Misdiagnosis of patients has important consequences for the patient, family, clinician, for the health system as well as for the community in general. For example, investigation of an ‘abnormal’ APTT will usually include a repeat assay, mixing tests, FXII, FXI, FIX, FVIII, von Willebrand factor antigen and collagen binding assay (CBA), with direct unnecessary costs to the health system. Indirect costs may include cancellation of surgery, additional clinical consults, etc. After a mis-diagnosis, the child can be labeled as having a bleeding or clotting disorder, which can in turn have numerous implications for the family for a long period of time.

New assays and devices differences

Recently, whole blood clotting assays are increasingly being used for assessment of clot formation. Numerous assays, utilizing small amounts of whole blood, have been suggested for primary hemostasis evaluation in children and neonates [7,21]. Whole blood-based clotting assays, such as thrombin generation and thromboelastography tests, have also been studied [22–24]. Nevertheless, these assays, mostly reported as single-center studies of cohort groups, still need to be validated as well as age referenced for children, infants and neonates.
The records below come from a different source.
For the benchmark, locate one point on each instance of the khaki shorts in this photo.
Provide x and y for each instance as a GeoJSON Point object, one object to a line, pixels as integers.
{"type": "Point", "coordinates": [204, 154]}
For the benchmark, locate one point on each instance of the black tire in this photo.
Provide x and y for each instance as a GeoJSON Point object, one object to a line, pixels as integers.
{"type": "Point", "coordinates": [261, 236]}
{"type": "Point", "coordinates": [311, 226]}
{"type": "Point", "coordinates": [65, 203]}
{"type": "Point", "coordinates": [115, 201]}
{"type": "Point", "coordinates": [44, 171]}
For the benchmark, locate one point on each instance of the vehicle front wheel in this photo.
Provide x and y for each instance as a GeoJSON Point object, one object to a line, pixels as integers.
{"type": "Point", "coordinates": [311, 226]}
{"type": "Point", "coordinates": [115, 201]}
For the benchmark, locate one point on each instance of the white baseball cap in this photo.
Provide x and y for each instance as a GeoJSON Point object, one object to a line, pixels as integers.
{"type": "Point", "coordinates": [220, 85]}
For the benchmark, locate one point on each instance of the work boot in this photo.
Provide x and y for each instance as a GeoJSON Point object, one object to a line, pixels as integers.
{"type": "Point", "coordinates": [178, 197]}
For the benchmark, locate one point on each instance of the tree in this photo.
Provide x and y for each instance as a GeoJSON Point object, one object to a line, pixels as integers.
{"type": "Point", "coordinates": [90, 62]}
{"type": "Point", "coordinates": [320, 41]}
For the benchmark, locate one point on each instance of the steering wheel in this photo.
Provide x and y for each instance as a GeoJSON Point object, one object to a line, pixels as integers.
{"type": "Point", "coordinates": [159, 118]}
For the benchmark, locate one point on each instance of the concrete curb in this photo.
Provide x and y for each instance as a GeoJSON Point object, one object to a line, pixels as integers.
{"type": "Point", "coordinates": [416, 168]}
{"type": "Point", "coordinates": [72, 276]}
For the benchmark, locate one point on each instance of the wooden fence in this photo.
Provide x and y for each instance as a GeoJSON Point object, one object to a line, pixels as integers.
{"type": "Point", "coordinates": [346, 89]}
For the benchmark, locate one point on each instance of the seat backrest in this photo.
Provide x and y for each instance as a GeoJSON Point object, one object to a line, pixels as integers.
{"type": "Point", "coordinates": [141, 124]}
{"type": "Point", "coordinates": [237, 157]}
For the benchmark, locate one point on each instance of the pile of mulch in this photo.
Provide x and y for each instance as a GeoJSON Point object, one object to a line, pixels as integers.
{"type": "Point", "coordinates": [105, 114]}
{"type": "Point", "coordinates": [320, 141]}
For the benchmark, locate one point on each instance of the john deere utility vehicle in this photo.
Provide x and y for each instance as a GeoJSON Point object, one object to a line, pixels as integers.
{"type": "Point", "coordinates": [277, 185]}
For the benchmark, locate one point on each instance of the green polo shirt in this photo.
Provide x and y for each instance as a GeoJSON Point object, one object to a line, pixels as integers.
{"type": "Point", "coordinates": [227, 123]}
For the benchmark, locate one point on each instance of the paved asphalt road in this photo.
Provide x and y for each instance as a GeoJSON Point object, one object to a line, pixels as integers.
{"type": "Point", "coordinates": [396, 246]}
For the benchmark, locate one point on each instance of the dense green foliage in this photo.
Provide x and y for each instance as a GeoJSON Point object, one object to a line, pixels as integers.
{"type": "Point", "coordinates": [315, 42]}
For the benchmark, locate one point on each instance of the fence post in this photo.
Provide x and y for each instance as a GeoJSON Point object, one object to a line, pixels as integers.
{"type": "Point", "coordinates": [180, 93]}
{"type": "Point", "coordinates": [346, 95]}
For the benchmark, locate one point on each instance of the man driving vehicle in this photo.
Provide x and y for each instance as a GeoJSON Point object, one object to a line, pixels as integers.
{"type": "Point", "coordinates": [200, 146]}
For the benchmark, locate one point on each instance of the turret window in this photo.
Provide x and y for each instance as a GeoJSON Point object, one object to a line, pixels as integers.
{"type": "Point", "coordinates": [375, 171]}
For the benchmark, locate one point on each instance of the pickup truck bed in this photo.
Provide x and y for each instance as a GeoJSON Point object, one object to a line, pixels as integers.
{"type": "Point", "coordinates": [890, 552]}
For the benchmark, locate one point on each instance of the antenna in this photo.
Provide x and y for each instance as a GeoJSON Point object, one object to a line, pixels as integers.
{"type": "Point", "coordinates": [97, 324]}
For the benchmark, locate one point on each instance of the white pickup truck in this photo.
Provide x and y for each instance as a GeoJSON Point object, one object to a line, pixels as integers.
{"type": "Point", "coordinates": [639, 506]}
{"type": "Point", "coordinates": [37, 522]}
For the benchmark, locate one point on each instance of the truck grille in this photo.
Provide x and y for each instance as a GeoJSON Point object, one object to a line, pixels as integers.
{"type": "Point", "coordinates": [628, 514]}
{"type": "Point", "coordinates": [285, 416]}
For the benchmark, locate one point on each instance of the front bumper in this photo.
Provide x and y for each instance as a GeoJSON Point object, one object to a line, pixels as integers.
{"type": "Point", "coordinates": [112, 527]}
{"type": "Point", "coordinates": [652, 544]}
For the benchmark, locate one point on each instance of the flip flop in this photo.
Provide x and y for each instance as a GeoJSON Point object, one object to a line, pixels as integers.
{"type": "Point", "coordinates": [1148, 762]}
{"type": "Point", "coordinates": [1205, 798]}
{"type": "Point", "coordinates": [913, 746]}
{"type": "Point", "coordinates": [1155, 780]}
Diagnostic laboratories processing pediatric samples should use age, analyzer and reagent appropriate reference ranges. Furthermore, where possible, tests/reagents that are as close as possible to physiologically relevant (i.e. no additional AT) should also be used. These two factors are essential for making a patient appropriate and physiologically relevant diagnosis. In developing age-appropriate reference ranges, laboratories should endeavor to standardize age groups (i.e. neonates, 1 month to 1 year, 1- to 5-, 6- to 10-, 11- to 16-year-old children), which have been reported to reflect statistically different groupings [1–3]. Further studies will be required to better delineate changes in the < 1-year-old age group. In the absence of being able to generate their own reference ranges, laboratories should only use published ranges that were established using the identical analyzer and reagent system to that used in their laboratory. This alternative is based on the fact that results can be compared across laboratories, providing the population, reagents and analyser is identical. This is because population-specific differences have been demonstrated previously [25], reagent-specific differences have been demonstrated previously [11,19] and analyzer-specific differences have been previously demonstrated [25]. If published data for the analyzer/reagent system in use at a laboratory are not available, then the laboratory must be very cautious about performing and interpreting coagulation studies in children, and should consider referral of samples to a laboratory that can provide age-appropriate reference ranges.

With recently advanced neonatal care and increased survival of very young, low-birth-weight and sometimes extremely sick premature infants, the issue of validated reference values for all hemostatic proteins and assays in premature neonates deserves urgent attention. New devices and techniques for hemostasis assessment should be approached with structured, age-related research in order to define specific age-related reference values.


In order to provide the best possible standard of care for infants and children, hemostasis laboratories must use population-, reagent- and analyzer-specific reference ranges.

Disclosure of Conflict of Interests

The authors state that they have no conflict of interest.